Date: Mon Jan 08 2001 - 00:35:06 MST

Eliezer writes:
> Eugene, do you know if anyone's ever found capitalistic algorithms
> operating inside the apparent communism of an ant colony? I wanted to
> make some point about "If selfishness is so efficient, why hasn't it
> evolved in ant colonies", and then I realized that for all I knew, it
> had. Then I became genuinely interested in how, if a "hedonistic ant"
> algorithm had evolved in ant colonies, the pseudo-selfishness would differ
> from real selfishness. You seem like the person most likely to know about
> it...

I don't know the answer, but what I do know is that ants within a colony
are all very closely related, all children of the same Queen. They may
even be clones. From this perspective the ants are in some ways more
like the cells in your body than like individual organisms.

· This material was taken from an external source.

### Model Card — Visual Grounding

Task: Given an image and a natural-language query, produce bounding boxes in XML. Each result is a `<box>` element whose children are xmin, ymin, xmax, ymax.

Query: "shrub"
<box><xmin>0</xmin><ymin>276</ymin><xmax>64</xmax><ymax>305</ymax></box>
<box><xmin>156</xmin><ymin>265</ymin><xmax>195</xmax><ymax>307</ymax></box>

You might ask whether selfishness and competition plays a role in
our bodies. Of course we are familiar with the ultimate selfishness
that occurs in a cancer when a cell reproduces excessively, but this
is a harmful state. Are there systems which rely on competition to
work properly?

One example I can think of is sperm cells, which compete to see which can
get into the egg first. There may also be some competitive structure
in the immune system, where cells which create antibodies which are
successful in identifying pathogens get rewarded. I don't know the
details though. There are also theories of "neural darwinism" where
brain cells compete in some sense during the early months and years of
brain formation.

Speaking of the sperm example, I've also read that bees use competition
to decide which get to reproduce, in much the same way. The queen bee
flies as high as possible and only the strongest males can fly up to it
and mate. I don't know whether ants use a similar selection mechanism,
but it would make sense if they do.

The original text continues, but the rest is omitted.